Open villevoutilainen opened 8 years ago
hsutter
commented
8 years ago Add an Exception to document where you might violate this rule, including CRTP and where the user has correctly calculated the correct type by a different means. Note that in both cases this is still a known bug source.
AndrewPardoe
commented
8 years ago Discussed 11/30/2015.
hsutter
commented
8 years ago Also add note that human attention is needed because the type system can't verify them.
AndrewPardoe
commented
8 years ago Discussed on 21 Dec.
AndrewPardoe
commented
8 years ago Note that an "Exception" exists in C.146. We can add some text about CRTP.
villevoutilainen
commented
5 years ago For what it's worth, here's an example of this guideline and its enforcement going down in flames. As a side anecdote, very few reviews in that project get multiple "absolutely not" responses. https://codereview.qt-project.org/#/c/254882/
hsutter
commented
5 years ago Thank you, this is very helpful feedback.

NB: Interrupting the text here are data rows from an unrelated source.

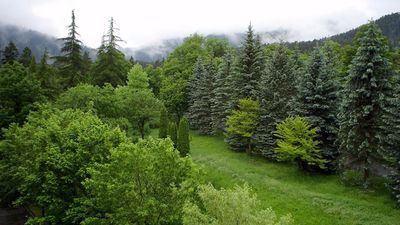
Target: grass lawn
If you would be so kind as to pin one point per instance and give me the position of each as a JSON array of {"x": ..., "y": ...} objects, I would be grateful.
[{"x": 311, "y": 199}]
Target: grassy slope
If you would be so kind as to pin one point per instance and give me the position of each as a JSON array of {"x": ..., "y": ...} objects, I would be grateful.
[{"x": 310, "y": 199}]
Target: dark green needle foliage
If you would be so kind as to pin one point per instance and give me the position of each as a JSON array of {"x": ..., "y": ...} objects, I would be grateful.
[
  {"x": 183, "y": 142},
  {"x": 365, "y": 115}
]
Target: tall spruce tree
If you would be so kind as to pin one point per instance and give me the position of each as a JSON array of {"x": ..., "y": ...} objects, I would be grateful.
[
  {"x": 222, "y": 94},
  {"x": 201, "y": 90},
  {"x": 277, "y": 88},
  {"x": 111, "y": 65},
  {"x": 26, "y": 57},
  {"x": 246, "y": 77},
  {"x": 317, "y": 101},
  {"x": 10, "y": 53},
  {"x": 250, "y": 67},
  {"x": 365, "y": 113},
  {"x": 183, "y": 140},
  {"x": 70, "y": 63},
  {"x": 163, "y": 130}
]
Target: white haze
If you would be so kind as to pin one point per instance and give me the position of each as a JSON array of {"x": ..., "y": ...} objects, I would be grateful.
[{"x": 146, "y": 22}]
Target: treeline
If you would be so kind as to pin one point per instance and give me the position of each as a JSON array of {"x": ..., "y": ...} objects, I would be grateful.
[
  {"x": 324, "y": 111},
  {"x": 74, "y": 145}
]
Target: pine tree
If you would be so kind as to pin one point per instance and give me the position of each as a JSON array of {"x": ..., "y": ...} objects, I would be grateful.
[
  {"x": 222, "y": 92},
  {"x": 111, "y": 65},
  {"x": 201, "y": 90},
  {"x": 70, "y": 63},
  {"x": 277, "y": 88},
  {"x": 10, "y": 53},
  {"x": 172, "y": 132},
  {"x": 26, "y": 57},
  {"x": 316, "y": 100},
  {"x": 249, "y": 68},
  {"x": 183, "y": 142},
  {"x": 365, "y": 113},
  {"x": 163, "y": 131}
]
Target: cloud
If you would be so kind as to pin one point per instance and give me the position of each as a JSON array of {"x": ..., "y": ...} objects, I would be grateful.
[{"x": 144, "y": 22}]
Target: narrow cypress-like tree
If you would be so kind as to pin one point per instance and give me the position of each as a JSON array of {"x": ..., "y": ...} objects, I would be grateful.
[
  {"x": 10, "y": 53},
  {"x": 163, "y": 131},
  {"x": 26, "y": 57},
  {"x": 365, "y": 111},
  {"x": 183, "y": 142},
  {"x": 316, "y": 100},
  {"x": 172, "y": 132},
  {"x": 70, "y": 63},
  {"x": 111, "y": 65},
  {"x": 277, "y": 88},
  {"x": 222, "y": 94}
]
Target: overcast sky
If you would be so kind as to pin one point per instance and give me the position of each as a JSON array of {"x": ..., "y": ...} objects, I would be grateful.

Trying to capture a summary here in this thread:
The proposed 1-line change was to change this macro from static_cast to dynamic_cast:
#define qApp (static_cast<QApplication *>(QCoreApplication::instance()))Note QCoreApplication::instance() returns a QCoreApplication*, which is a base class of QApplication.
The primary rationale for rejecting this was, from the comment thread:
Nope. dynamic_cast<> is nothing we use in Qt (it doesn't work when compiling without rtti). In addition, the cast is perfectly ok and safe, and dynamic_cast<> is a lot slower.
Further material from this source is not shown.